Verlan Lewis & Hyrum Lewis's "The Myth of Left and Right"

Verlan Lewis is a visiting Scholar in the Center for American Political Studies at Harvard University and the Stirling Professor of Constitutional Studies at Utah Valley University. Hyrum Lewis is an associate professor of history at Brigham Young University-Idaho.

They applied the "Page 99 Test" to their new book, The Myth of Left and Right: How the Political Spectrum Misleads and Harms America, and reported the following:
The body of our book is short, so page 99 is the first page of the conclusion. Here is a telling quote:
Ever since the terms “left-wing” and “right-wing” emerged during the French Revolution, we have been asking the wrong question. Instead of asking, “What is the essential characteristic that binds ideologues together?” we should have been asking, “Why do people share the same views on so many distinct political positions when there is no essential characteristic binding them together?” This book has shown that social conformism is the best answer.

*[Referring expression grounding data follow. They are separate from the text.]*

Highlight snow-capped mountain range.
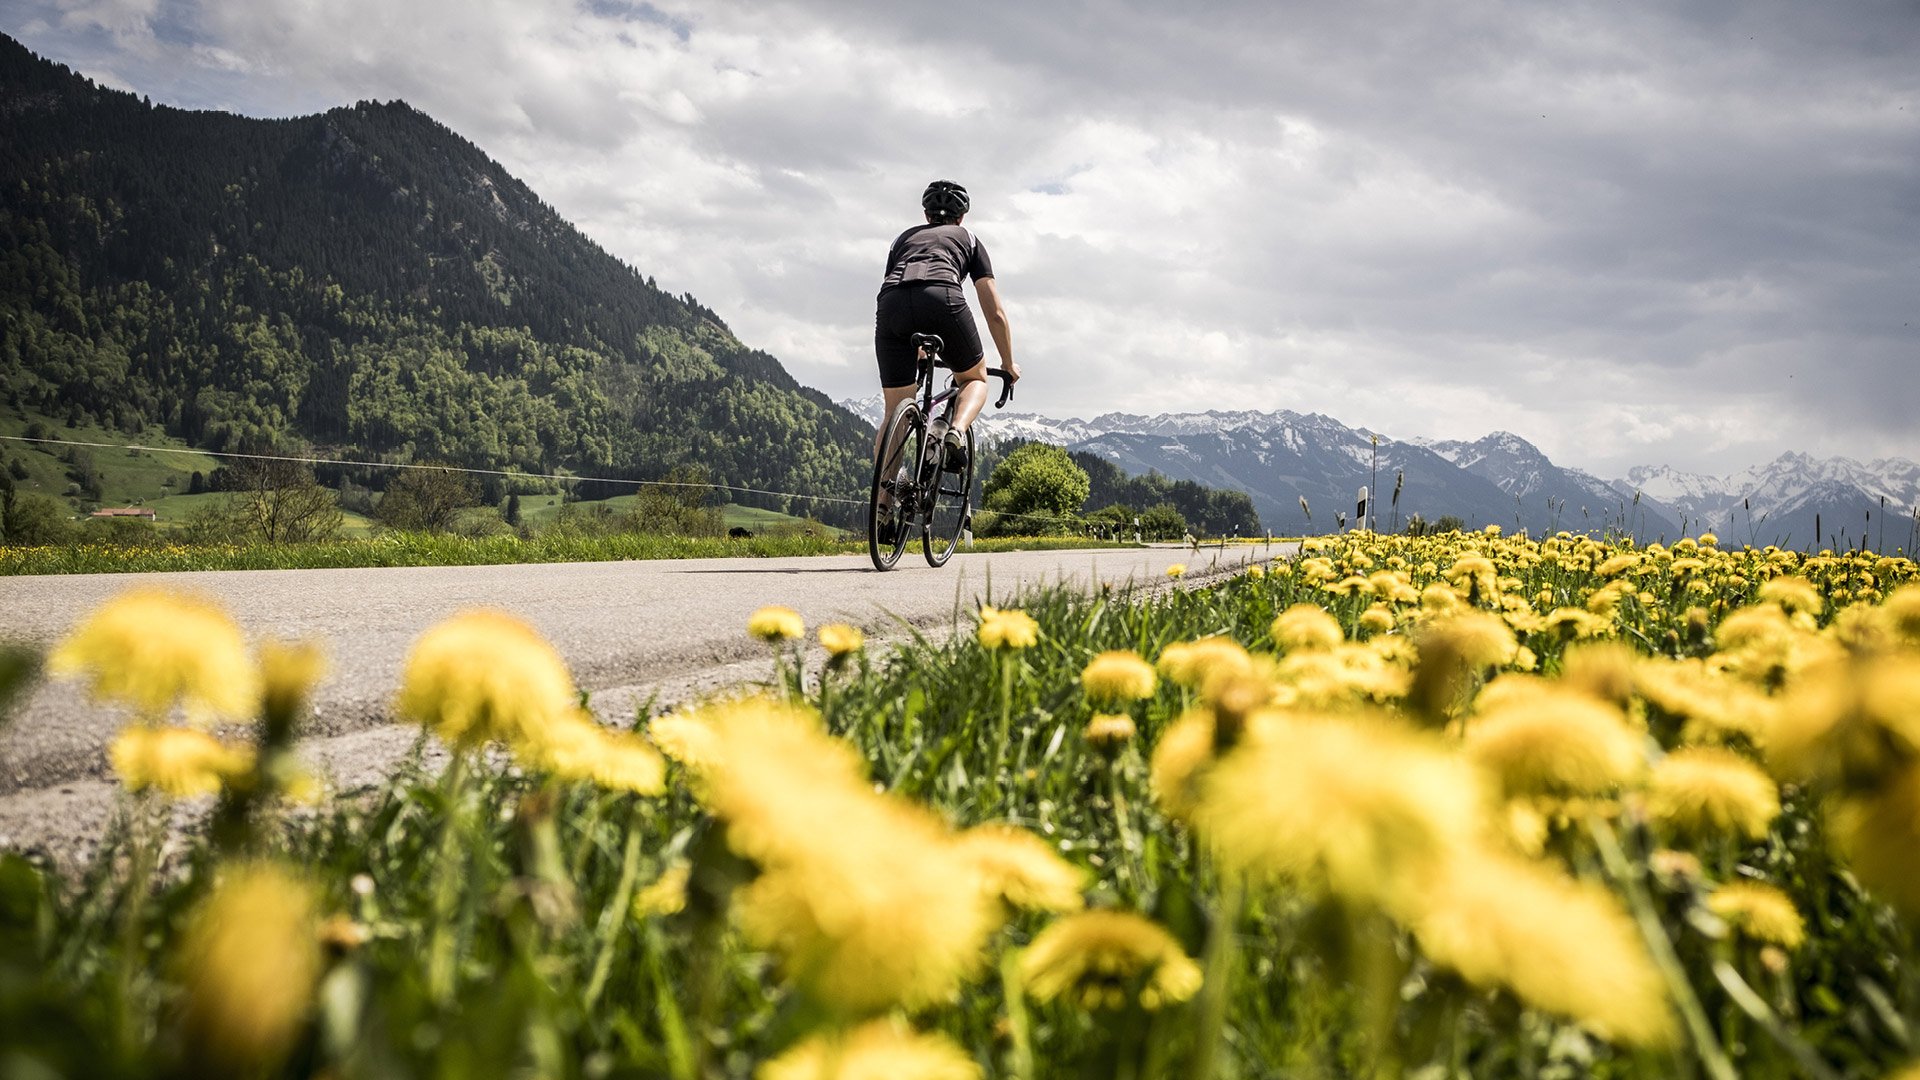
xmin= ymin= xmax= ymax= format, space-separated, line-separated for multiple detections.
xmin=836 ymin=396 xmax=1920 ymax=549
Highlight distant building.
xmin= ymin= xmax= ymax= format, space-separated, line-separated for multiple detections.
xmin=89 ymin=507 xmax=156 ymax=521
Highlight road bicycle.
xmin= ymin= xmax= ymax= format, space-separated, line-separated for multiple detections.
xmin=867 ymin=333 xmax=1014 ymax=570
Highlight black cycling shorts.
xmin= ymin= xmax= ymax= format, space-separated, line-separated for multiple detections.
xmin=874 ymin=283 xmax=985 ymax=388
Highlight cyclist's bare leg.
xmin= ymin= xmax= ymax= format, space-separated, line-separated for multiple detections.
xmin=945 ymin=359 xmax=991 ymax=435
xmin=873 ymin=382 xmax=918 ymax=509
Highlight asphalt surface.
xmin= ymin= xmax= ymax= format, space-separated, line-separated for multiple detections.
xmin=0 ymin=543 xmax=1284 ymax=799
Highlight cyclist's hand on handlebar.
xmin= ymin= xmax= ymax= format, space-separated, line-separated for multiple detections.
xmin=1003 ymin=359 xmax=1022 ymax=383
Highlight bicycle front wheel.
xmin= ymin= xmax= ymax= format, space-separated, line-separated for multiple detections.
xmin=868 ymin=401 xmax=924 ymax=571
xmin=923 ymin=423 xmax=975 ymax=567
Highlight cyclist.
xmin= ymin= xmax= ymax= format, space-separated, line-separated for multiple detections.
xmin=871 ymin=180 xmax=1018 ymax=536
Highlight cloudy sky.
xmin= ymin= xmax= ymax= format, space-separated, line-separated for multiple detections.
xmin=7 ymin=0 xmax=1917 ymax=478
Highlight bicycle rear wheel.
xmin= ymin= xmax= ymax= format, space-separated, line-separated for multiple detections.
xmin=868 ymin=401 xmax=924 ymax=571
xmin=923 ymin=422 xmax=974 ymax=567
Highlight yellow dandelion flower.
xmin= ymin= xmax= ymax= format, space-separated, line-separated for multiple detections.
xmin=667 ymin=697 xmax=857 ymax=782
xmin=1325 ymin=574 xmax=1376 ymax=598
xmin=1020 ymin=910 xmax=1202 ymax=1011
xmin=1767 ymin=654 xmax=1920 ymax=789
xmin=1707 ymin=881 xmax=1805 ymax=950
xmin=1561 ymin=642 xmax=1638 ymax=709
xmin=1465 ymin=689 xmax=1644 ymax=798
xmin=1156 ymin=636 xmax=1253 ymax=692
xmin=176 ymin=862 xmax=322 ymax=1074
xmin=749 ymin=605 xmax=805 ymax=642
xmin=109 ymin=726 xmax=253 ymax=798
xmin=1408 ymin=851 xmax=1674 ymax=1047
xmin=1634 ymin=657 xmax=1775 ymax=745
xmin=1298 ymin=557 xmax=1338 ymax=582
xmin=1245 ymin=563 xmax=1267 ymax=579
xmin=1829 ymin=601 xmax=1893 ymax=653
xmin=1451 ymin=553 xmax=1497 ymax=580
xmin=1421 ymin=611 xmax=1519 ymax=669
xmin=49 ymin=588 xmax=259 ymax=723
xmin=1883 ymin=584 xmax=1920 ymax=646
xmin=396 ymin=610 xmax=576 ymax=747
xmin=1272 ymin=643 xmax=1411 ymax=708
xmin=1831 ymin=766 xmax=1920 ymax=915
xmin=1081 ymin=650 xmax=1157 ymax=703
xmin=1543 ymin=607 xmax=1612 ymax=639
xmin=959 ymin=823 xmax=1086 ymax=913
xmin=1372 ymin=571 xmax=1421 ymax=605
xmin=1697 ymin=532 xmax=1719 ymax=547
xmin=1149 ymin=710 xmax=1218 ymax=821
xmin=1757 ymin=576 xmax=1824 ymax=616
xmin=525 ymin=710 xmax=668 ymax=795
xmin=1444 ymin=554 xmax=1499 ymax=599
xmin=1586 ymin=582 xmax=1628 ymax=616
xmin=1716 ymin=604 xmax=1798 ymax=651
xmin=633 ymin=862 xmax=690 ymax=918
xmin=646 ymin=711 xmax=724 ymax=772
xmin=1595 ymin=553 xmax=1642 ymax=577
xmin=1197 ymin=713 xmax=1487 ymax=904
xmin=1648 ymin=747 xmax=1779 ymax=840
xmin=978 ymin=606 xmax=1039 ymax=650
xmin=1358 ymin=604 xmax=1396 ymax=634
xmin=1272 ymin=604 xmax=1344 ymax=652
xmin=1165 ymin=563 xmax=1187 ymax=579
xmin=1084 ymin=712 xmax=1138 ymax=751
xmin=701 ymin=699 xmax=993 ymax=1012
xmin=819 ymin=623 xmax=865 ymax=657
xmin=758 ymin=1019 xmax=980 ymax=1080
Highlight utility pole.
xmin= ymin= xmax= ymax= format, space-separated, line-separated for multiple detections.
xmin=1369 ymin=434 xmax=1379 ymax=532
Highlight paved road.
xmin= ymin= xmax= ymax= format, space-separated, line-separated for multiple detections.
xmin=0 ymin=544 xmax=1282 ymax=797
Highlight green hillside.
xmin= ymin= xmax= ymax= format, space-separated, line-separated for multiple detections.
xmin=0 ymin=33 xmax=867 ymax=525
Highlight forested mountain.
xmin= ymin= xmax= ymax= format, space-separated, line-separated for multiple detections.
xmin=0 ymin=34 xmax=869 ymax=516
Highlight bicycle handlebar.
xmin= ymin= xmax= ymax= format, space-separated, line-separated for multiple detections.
xmin=988 ymin=368 xmax=1016 ymax=409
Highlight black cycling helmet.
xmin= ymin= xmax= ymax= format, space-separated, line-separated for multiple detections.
xmin=922 ymin=179 xmax=970 ymax=222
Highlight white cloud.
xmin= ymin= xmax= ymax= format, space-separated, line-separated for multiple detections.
xmin=5 ymin=0 xmax=1916 ymax=479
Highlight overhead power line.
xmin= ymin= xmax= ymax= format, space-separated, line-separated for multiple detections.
xmin=0 ymin=433 xmax=1093 ymax=528
xmin=0 ymin=433 xmax=872 ymax=507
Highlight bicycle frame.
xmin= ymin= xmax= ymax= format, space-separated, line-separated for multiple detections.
xmin=866 ymin=333 xmax=1012 ymax=571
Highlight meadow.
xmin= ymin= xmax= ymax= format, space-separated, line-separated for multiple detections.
xmin=4 ymin=528 xmax=1920 ymax=1079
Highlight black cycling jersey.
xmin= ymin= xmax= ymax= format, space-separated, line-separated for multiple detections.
xmin=878 ymin=223 xmax=994 ymax=293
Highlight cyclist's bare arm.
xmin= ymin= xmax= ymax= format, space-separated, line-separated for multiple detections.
xmin=975 ymin=276 xmax=1018 ymax=382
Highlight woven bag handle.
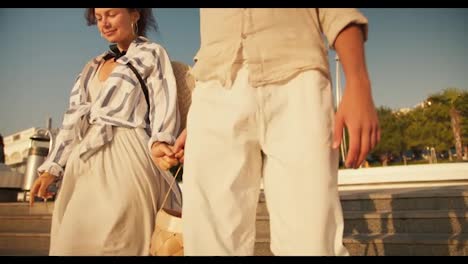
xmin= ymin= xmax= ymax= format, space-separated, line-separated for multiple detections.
xmin=159 ymin=165 xmax=182 ymax=212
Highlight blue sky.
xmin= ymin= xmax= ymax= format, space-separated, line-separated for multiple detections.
xmin=0 ymin=8 xmax=467 ymax=136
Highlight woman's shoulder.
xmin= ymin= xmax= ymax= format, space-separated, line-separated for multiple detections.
xmin=135 ymin=38 xmax=170 ymax=57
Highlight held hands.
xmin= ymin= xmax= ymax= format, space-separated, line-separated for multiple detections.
xmin=29 ymin=172 xmax=56 ymax=207
xmin=151 ymin=142 xmax=180 ymax=171
xmin=333 ymin=79 xmax=380 ymax=169
xmin=150 ymin=129 xmax=187 ymax=171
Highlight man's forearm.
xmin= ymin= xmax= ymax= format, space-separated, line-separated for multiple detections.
xmin=334 ymin=24 xmax=371 ymax=94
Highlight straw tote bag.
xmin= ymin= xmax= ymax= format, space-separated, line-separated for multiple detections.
xmin=149 ymin=165 xmax=184 ymax=256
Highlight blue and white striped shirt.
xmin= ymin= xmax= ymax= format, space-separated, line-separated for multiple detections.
xmin=38 ymin=37 xmax=180 ymax=177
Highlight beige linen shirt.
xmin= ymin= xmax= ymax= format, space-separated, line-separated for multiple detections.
xmin=191 ymin=8 xmax=368 ymax=88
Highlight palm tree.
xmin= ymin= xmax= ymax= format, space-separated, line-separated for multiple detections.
xmin=427 ymin=88 xmax=467 ymax=161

Browsers opening to page 99 would get an excellent sense of what the book is about since the Conclusion is a summary that wraps up the research and sends the reader off with a compact explanation of everything they’ve just read. But more than anything, page 99 describes why we think our project is important: there are two theories of ideology that we address in the book—the essentialist and the social theory. To us, the essentialist theory, which says that left-right ideologies (such as “liberal” and “conservative”) are unified by a common philosophy or ideal, should wind up on the ash-heap of history. It is an obviously false model that crumbles under cursory examination, but, sadly, our society is currently in thrall to it. We are hoping that a “Copernican revolution” of sorts will help people see that their cherished ideologies are nothing more than sets of unrelated positions that are bound socially, not naturally, and that shedding the false notion that the many political positions considered left (abortion rights, higher taxes, affirmative action, etc.) or right (anti-abortion, lower taxes, against affirmative action., etc.) are somehow connected will lead to a more thoughtful, open-minded, charitable politics in which compromise and humility, rather than dogmatism and anger, are the norm.